Well over 100 million people live in squatter or slum-like settlements in India. In 1995, the state of Maharashtra trialled a policy to move some of these people into permanent slum rehabilitation housing (SRH) as a way to clear Mumbai's slums. Following its perceived success, the policy was adopted by the Indian Government in 2014.
So far, the country has built one-third of its planned SRH stock – the Government intends to create another 20 million homes by 2022. And now other countries in the Global South, including Ethiopia and Brazil, are poised to follow India’s lead.
But Cambridge’s Ronita Bardhan, University Lecturer of Sustainability in the Built Environment, has major concerns about the design of the buildings and how they have been laid out. Bardhan is urging the Indian Government to make urgent improvements before rolling the programme out any further.

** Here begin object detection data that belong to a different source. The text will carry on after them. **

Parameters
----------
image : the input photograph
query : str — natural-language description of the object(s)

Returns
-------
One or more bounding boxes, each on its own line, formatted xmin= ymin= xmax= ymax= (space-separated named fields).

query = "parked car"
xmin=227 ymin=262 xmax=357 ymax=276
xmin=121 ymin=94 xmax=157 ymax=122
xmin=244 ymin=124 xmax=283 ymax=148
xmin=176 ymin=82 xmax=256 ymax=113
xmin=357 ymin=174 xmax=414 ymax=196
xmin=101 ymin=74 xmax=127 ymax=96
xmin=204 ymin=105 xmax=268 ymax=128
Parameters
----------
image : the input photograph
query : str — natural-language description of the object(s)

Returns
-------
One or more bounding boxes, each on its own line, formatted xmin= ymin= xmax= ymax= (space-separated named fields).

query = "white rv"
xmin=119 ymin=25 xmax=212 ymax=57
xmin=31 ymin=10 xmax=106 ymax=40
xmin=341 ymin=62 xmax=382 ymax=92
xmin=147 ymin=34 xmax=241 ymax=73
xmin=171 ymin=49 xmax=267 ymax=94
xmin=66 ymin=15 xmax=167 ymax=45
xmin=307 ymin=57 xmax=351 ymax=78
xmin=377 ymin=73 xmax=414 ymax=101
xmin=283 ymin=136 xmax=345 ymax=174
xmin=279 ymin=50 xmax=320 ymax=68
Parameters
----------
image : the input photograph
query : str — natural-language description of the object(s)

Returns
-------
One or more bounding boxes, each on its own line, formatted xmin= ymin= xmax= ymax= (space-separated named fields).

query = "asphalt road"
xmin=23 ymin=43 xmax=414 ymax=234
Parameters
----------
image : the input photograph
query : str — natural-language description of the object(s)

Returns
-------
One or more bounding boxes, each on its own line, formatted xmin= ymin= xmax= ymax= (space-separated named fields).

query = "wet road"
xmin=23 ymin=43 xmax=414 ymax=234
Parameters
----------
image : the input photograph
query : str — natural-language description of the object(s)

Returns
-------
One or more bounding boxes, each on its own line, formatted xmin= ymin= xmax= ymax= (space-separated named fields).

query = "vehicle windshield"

By making certain modifications, she argues, the country can dramatically improve the lives of inhabitants and slow the spiralling use of electricity-hungry fans, air conditioning (AC) units and lights.
Currently, many households are spending around 40% of their income on electricity. In a survey of 1,244 SRH households in Mumbai, Bardhan found that ownership of AC units rose by 100% after people moved from the slums to SRH.
“India’s energy security is based on the assumption that the poorest in society won’t be using much fuel,” Bardhan says, “But we’ve found that when people move from the slums into a rehabilitation home, their energy consumption dramatically increases.”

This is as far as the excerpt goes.